USA bauen Raketenabwehrsystem in Südkorea auf

THAAD-Transport und begleitende Proteste in Seongju

Die USA haben mit dem Aufbau eines Raketenabwehrsystems in Südkorea begonnen. Teile des Systems THAAD wurden am Mittwoch auf einen Golfplatz 250 Kilometer südlich von Seoul gebracht, wie auf Fernsehaufnahmen zu sehen war. Bei Protesten von Umweltschützern und Pazifisten wurden in Seongju nach Angaben von Aktivisten mehr als zehn Demonstranten verletzt. China kritisierte die Stationierung des Raketenabwehrsystems als "Untergrabung" seiner "strategischen Sicherheitsinteressen".

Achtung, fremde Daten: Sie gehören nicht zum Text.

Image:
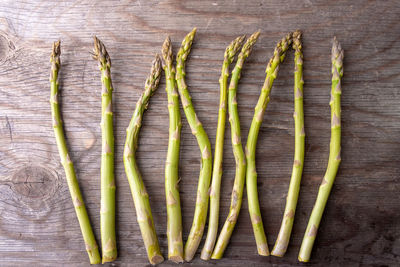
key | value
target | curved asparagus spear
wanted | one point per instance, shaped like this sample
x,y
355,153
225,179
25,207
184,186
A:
x,y
107,211
334,155
230,53
251,173
282,241
70,175
138,189
200,213
240,159
174,224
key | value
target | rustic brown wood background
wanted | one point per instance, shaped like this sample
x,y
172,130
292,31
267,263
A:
x,y
361,225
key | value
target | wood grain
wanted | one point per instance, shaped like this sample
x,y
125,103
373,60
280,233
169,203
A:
x,y
361,225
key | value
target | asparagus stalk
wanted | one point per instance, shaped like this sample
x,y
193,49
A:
x,y
174,224
107,211
200,213
282,241
251,173
240,159
77,200
230,53
138,189
334,155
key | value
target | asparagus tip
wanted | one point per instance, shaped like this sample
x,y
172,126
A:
x,y
55,57
100,52
56,49
337,52
166,51
155,74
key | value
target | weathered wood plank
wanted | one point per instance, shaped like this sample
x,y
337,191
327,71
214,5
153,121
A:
x,y
361,225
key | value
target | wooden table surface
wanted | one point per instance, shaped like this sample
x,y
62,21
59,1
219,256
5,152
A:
x,y
361,225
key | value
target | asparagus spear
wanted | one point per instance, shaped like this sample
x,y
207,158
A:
x,y
107,211
230,53
174,224
138,189
251,173
77,200
334,155
200,214
282,241
240,159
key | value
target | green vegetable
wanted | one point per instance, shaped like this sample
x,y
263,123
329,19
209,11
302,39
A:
x,y
240,159
282,241
334,155
107,211
200,214
138,190
77,200
251,173
230,53
174,224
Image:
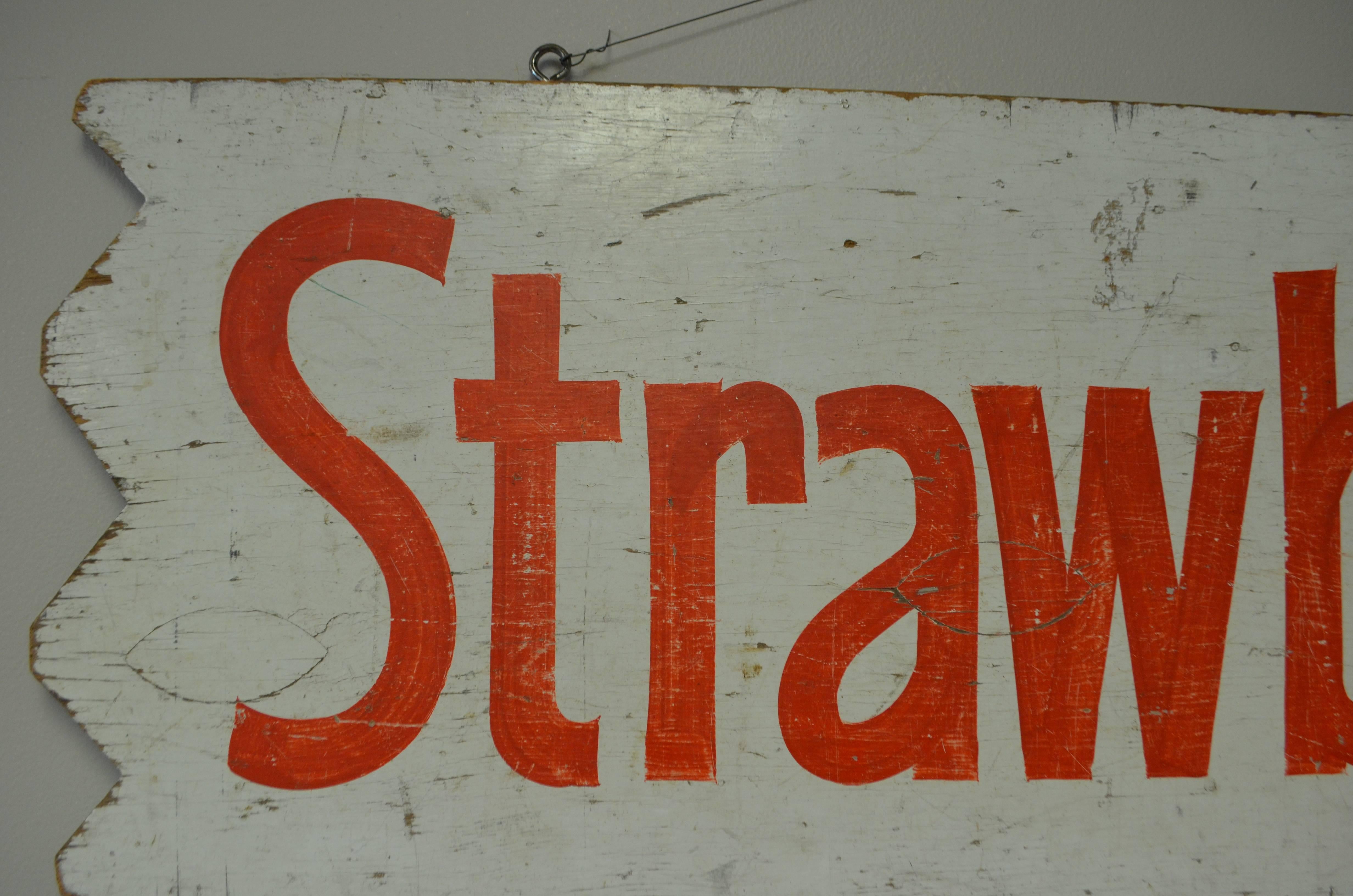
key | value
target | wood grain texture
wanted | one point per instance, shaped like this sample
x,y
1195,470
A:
x,y
852,250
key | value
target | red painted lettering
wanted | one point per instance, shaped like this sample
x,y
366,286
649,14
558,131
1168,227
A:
x,y
933,725
314,753
1060,614
1317,461
689,430
525,412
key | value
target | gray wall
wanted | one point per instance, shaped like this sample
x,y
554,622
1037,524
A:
x,y
62,201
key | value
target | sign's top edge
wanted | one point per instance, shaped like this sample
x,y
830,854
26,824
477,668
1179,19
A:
x,y
80,105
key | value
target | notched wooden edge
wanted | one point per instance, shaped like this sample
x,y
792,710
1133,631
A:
x,y
93,278
80,102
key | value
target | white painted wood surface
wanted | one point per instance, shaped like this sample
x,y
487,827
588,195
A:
x,y
812,240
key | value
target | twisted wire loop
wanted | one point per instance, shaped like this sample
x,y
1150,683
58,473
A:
x,y
568,60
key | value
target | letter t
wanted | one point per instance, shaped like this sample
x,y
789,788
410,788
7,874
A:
x,y
525,412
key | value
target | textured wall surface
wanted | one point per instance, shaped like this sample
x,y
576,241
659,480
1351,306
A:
x,y
63,201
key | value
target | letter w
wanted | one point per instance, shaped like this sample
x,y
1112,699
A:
x,y
1060,612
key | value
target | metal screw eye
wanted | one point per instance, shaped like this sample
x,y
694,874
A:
x,y
559,53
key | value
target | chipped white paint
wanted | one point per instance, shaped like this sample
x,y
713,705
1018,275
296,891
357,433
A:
x,y
812,240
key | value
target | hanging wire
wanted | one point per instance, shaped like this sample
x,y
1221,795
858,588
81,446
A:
x,y
568,60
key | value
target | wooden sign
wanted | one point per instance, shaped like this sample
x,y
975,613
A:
x,y
542,489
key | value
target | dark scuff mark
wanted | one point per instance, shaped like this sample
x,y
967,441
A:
x,y
680,204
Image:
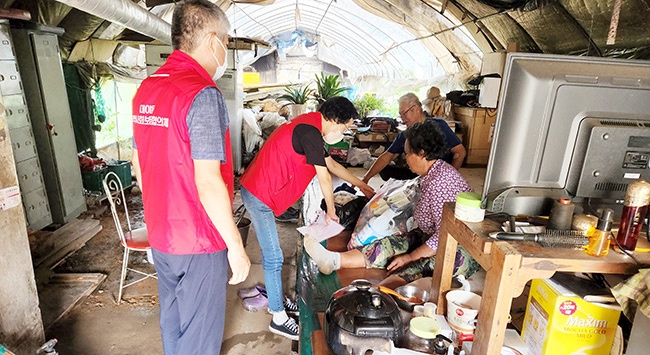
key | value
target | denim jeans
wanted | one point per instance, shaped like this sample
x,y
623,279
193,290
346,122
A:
x,y
192,293
272,258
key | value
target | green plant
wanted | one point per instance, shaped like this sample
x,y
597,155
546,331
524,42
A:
x,y
328,86
297,95
367,103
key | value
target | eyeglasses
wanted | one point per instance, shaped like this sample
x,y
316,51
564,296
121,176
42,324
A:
x,y
403,113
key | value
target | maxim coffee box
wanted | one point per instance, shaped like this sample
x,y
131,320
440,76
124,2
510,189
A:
x,y
559,322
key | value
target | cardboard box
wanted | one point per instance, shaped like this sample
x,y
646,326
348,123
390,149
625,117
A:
x,y
493,63
489,95
340,150
559,322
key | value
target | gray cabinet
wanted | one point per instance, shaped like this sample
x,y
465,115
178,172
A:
x,y
41,73
28,168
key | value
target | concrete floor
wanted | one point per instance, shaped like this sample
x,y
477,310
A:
x,y
99,326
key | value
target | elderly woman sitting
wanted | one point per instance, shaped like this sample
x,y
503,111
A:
x,y
412,256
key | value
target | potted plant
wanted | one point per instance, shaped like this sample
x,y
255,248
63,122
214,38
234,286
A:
x,y
327,86
368,103
297,98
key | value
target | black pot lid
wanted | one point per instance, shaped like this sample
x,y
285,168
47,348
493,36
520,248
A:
x,y
360,303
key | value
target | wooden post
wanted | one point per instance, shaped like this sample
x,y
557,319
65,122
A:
x,y
499,289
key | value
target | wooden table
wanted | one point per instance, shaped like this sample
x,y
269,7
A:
x,y
509,266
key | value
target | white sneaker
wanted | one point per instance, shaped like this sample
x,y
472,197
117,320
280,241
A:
x,y
288,330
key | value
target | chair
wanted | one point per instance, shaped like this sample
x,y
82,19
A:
x,y
131,239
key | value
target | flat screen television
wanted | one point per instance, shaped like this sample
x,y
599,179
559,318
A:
x,y
568,127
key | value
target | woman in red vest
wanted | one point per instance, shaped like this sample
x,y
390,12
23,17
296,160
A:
x,y
279,175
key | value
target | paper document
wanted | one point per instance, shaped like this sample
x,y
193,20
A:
x,y
320,229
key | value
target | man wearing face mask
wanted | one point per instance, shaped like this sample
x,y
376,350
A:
x,y
184,165
279,175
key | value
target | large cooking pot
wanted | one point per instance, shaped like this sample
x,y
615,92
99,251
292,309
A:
x,y
359,317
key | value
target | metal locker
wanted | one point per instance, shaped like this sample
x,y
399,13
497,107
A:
x,y
29,175
16,111
37,209
6,51
42,78
22,140
9,78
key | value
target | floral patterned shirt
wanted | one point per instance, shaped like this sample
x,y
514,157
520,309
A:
x,y
441,184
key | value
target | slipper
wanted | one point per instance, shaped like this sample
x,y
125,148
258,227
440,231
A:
x,y
252,292
254,304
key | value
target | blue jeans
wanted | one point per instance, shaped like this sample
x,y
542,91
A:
x,y
267,235
192,293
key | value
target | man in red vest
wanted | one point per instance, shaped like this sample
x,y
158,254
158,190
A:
x,y
183,162
279,175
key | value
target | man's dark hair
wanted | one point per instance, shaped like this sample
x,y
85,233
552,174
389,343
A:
x,y
193,20
426,139
338,109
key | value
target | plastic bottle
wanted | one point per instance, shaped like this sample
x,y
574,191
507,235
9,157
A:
x,y
599,238
561,214
635,209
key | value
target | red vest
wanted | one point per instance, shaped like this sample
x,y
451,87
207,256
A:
x,y
176,220
278,176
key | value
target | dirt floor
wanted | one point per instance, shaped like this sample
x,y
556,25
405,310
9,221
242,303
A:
x,y
98,325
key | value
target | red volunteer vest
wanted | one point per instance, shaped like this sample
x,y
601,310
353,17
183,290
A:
x,y
176,220
278,176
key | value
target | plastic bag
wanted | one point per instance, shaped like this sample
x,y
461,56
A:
x,y
348,208
389,212
358,156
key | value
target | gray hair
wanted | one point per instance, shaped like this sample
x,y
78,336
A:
x,y
193,20
410,99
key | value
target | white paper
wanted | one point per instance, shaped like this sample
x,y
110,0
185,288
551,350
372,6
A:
x,y
320,229
9,197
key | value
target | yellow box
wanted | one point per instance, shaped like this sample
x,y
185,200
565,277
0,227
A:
x,y
251,78
559,322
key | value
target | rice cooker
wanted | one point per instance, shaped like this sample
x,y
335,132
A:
x,y
359,317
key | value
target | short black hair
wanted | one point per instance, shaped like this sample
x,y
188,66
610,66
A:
x,y
426,139
194,19
339,109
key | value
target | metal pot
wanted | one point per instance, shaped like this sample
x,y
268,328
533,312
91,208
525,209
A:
x,y
359,317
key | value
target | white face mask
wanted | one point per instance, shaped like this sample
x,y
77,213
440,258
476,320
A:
x,y
221,68
333,137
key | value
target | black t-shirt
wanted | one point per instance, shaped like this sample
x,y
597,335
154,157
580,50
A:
x,y
308,141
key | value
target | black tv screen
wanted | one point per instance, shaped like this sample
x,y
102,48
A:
x,y
568,127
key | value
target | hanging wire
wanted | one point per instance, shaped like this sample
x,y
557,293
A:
x,y
478,19
254,20
321,19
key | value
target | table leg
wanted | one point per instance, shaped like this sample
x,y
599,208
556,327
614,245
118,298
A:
x,y
499,289
444,267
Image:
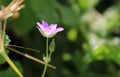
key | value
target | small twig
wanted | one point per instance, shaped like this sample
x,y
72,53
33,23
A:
x,y
31,57
24,48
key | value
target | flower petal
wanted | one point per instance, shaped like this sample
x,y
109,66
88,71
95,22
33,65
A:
x,y
59,29
53,27
44,23
41,27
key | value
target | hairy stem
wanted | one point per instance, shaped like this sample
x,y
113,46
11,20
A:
x,y
2,52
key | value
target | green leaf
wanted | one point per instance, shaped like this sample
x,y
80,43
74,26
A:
x,y
52,46
6,42
10,72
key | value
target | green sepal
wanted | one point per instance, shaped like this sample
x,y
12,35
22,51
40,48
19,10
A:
x,y
52,46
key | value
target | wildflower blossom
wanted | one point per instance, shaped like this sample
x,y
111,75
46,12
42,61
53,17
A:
x,y
48,30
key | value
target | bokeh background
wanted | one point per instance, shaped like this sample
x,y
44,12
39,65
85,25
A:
x,y
88,47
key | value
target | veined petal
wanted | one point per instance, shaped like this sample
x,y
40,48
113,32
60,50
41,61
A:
x,y
59,29
41,26
44,23
53,26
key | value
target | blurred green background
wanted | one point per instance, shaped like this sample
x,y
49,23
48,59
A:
x,y
88,47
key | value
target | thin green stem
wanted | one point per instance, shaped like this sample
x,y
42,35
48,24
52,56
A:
x,y
44,71
4,28
11,63
46,63
47,47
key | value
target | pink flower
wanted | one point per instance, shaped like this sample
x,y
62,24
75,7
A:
x,y
48,30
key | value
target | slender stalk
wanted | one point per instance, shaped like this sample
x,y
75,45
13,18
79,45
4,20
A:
x,y
4,28
47,47
47,56
10,63
31,57
44,71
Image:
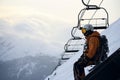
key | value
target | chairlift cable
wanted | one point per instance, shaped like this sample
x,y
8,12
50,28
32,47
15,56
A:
x,y
95,12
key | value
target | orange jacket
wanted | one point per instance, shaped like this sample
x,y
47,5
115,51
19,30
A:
x,y
92,44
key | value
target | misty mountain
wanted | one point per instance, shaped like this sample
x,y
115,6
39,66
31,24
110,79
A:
x,y
28,68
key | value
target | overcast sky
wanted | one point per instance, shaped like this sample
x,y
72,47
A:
x,y
62,9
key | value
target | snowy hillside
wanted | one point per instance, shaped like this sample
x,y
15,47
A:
x,y
65,71
30,47
26,36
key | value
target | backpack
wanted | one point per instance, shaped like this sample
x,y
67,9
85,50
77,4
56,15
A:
x,y
103,48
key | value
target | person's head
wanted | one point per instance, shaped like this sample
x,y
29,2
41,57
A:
x,y
87,29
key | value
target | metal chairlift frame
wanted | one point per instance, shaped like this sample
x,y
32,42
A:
x,y
80,15
93,7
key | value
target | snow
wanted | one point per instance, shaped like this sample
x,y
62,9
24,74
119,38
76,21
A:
x,y
65,71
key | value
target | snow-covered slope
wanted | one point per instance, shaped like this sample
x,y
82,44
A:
x,y
65,71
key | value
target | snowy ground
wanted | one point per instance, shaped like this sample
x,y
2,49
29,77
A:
x,y
65,71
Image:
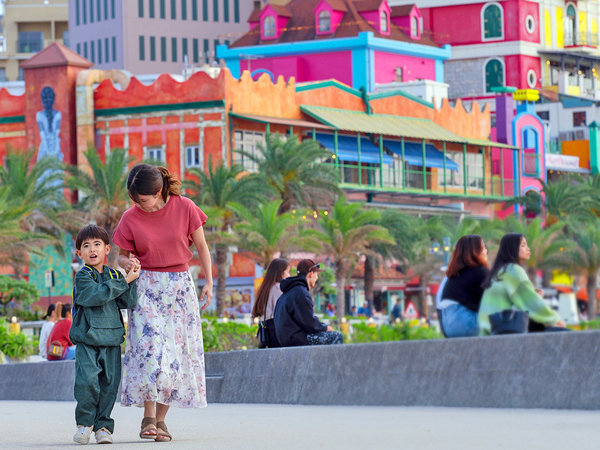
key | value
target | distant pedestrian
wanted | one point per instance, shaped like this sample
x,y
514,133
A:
x,y
295,322
97,330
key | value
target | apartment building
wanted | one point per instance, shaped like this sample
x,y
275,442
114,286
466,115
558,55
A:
x,y
27,27
155,36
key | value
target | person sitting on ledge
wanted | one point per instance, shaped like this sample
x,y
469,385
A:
x,y
295,322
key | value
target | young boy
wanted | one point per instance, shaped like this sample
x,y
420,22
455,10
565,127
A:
x,y
98,331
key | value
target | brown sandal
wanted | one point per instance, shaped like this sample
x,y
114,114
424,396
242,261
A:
x,y
148,430
162,434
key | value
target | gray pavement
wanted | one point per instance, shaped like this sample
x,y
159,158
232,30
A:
x,y
243,426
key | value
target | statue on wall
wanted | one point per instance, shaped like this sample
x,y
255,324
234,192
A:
x,y
48,121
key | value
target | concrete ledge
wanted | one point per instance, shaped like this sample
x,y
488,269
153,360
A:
x,y
552,370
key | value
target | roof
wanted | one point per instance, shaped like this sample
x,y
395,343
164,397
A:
x,y
389,125
56,54
301,25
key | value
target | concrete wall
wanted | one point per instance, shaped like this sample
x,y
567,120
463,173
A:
x,y
553,370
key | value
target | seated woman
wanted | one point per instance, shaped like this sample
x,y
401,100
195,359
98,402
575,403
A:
x,y
462,291
507,286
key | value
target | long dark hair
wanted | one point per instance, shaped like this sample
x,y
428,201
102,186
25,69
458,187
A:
x,y
466,254
144,179
274,275
508,253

Die Stationierung des Raketensystems war im vergangenen Jahr angekündigt worden. Das System Terminal High Altitude Area Defense (THAAD) soll Kurz- und Mittelstreckenraketen in der letzten Flugphase zerstören können. Nach Angaben des südkoreanischen Verteidigungsministeriums soll das System bis zum Jahresende voll einsatzfähig sein. Hintergrund sind die anhaltenden Spannungen auf der koreanischen Halbinsel.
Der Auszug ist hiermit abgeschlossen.